I have a batch job which is parsing a CSV file and creating and processing records. At each row, I have to perform commits as I need to create entities and then use the results of the created entities.
As there is thousands of records, the performance is slow and I am trying to improve my performance.
I have code which looks something like this:
var data = ParseExcel(filePath);
Setup();
foreach (var batch in data.Split(20))
{
foreach (var row in batch)
{
try
{
ParseRow(row);
}
catch (Exception e)
{
JobLogger.Error(e, "Failed to parse row. Exception: " + e.Message);
throw;
}
}
_unitOfWork.Commit();
_unitOfWork.Dispose();
_unitOfWork = LifetimeScope.Resolve<Owned<IUnitOfWork>>().Value;
ClientRepository = LifetimeScope.Resolve<Owned<IEntityBaseRepository<Client>>>().Value;
My Dispose method looks like this:
public void Dispose()
{
_dbContext.Dispose();
_dbContext = null;
_dbFactory.Dispose();
_dbFactory = null;
GC.SuppressFinalize(this);
}
The intention here is that after each batch of records is processed, I want to refresh the unit of work by disposing of it and requesting that Autofac generates a new instance of it.
However, at the moment when I'm adding an item to my ClientRepository, it falls over with an error:
The operation cannot be completed because the DbContext has been disposed.
My ClientRepository is using a generic repository class which looks like this:
public class EntityBaseRepository<T> : IEntityBaseRepository<T> where T : class, IEntityBase, new()
{
private DataContext _dataContext;
#region Properties
protected IDbFactory DbFactory
{
get;
}
protected DataContext DbContext => _dataContext ?? (_dataContext = DbFactory.Initialise());
public EntityBaseRepository(IDbFactory dbFactory)
{
DbFactory = dbFactory;
}
#endregion
Here is part of my UnitOfWork:
public class UnitOfWork : IUnitOfWork, IDisposable
{
private IDbFactory _dbFactory;
private DataContext _dbContext;
public UnitOfWork(IDbFactory dbFactory)
{
_dbFactory = dbFactory;
}
public DataContext DbContext => _dbContext ?? (_dbContext = _dbFactory.Initialise());
public void Commit()
{
DbContext.Commit();
}
Any thoughts on why I am still getting this error?
To ensure I get a fresh instance of my UnitOfWork after each batch of operations, I retrieve a reference to my current Autofac lifetime scope and ask Autofac to give me a new lifetime scope inside a using statement, then I use Autofac to register and resolve those dependencies.

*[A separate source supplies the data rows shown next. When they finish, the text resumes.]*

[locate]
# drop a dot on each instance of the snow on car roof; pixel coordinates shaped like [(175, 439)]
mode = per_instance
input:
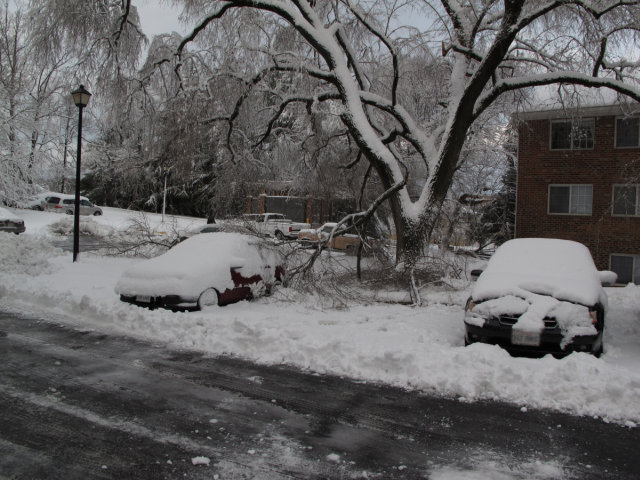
[(562, 269), (7, 215), (199, 262)]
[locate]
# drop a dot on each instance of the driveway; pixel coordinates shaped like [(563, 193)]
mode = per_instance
[(81, 404)]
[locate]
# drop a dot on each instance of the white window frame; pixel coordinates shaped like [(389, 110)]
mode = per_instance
[(574, 123), (570, 185), (615, 134), (634, 259), (613, 198)]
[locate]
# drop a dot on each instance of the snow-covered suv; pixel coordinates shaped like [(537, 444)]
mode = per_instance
[(539, 295), (67, 204)]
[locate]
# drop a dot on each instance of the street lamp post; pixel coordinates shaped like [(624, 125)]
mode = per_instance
[(81, 99), (164, 194)]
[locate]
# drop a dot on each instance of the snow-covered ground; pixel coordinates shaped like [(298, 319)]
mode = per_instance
[(413, 347)]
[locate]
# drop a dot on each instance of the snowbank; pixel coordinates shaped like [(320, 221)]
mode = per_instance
[(416, 348)]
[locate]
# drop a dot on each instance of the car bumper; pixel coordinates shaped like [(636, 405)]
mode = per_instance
[(13, 229), (172, 302), (551, 340)]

Some of my services also depend on the UnitOfWork so it was important that I get fresh instances of those dependencies too.
Here's a cut-down snippet:
foreach (var batch in data.Split(10))
{
using (var scope = LifetimeScope.BeginLifetimeScope("UnitOfWork", b =>
{
b.RegisterType<UnitOfWork>().AsImplementedInterfaces().InstancePerLifetimeScope();
b.RegisterType<MyService>().AsImplementedInterfaces().PropertiesAutowired().InstancePerLifetimeScope();
b.RegisterGeneric(typeof(EntityBaseRepository<>)).As(typeof(IEntityBaseRepository<>)).InstancePerLifetimeScope();
}))
{
UnitOfWork = scope.Resolve<IUnitOfWork>();
MyService = scope.Resolve<IMyService>();
foreach (var row in batch)
{
try
{
ParseRow(row);
}
catch (Exception e)
{
JobLogger.Error(e, "Failed to parse row. Exception: " + e.Message);
throw;
}
}
}
}
In the above code, I gave the name 'UnitOfWork' to the nested lifetime scope.

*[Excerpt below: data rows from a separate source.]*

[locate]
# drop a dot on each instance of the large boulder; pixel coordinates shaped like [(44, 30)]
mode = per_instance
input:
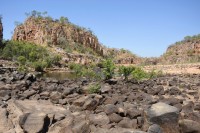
[(99, 119), (33, 116), (34, 122), (5, 123), (189, 126), (164, 115)]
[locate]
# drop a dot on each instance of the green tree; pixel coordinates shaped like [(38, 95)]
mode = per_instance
[(64, 20), (126, 71), (108, 68), (21, 60)]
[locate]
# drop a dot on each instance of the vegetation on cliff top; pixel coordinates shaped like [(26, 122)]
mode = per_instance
[(29, 55)]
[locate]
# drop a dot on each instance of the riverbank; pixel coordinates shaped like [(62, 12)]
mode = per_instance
[(57, 106)]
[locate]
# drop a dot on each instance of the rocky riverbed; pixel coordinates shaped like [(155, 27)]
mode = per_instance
[(168, 104)]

With this code in place, the performance of the job dramatically improved as this time I was not reusing the same UnitOfWork instance which was tracking tens of thousands of changes as it processed the file.
Additionally, I stopped splitting the data into batches of 10 - I decided to retrieve a new UnitOfWork after processing each row instead as each row already involved inserting data into at least 10 different tables.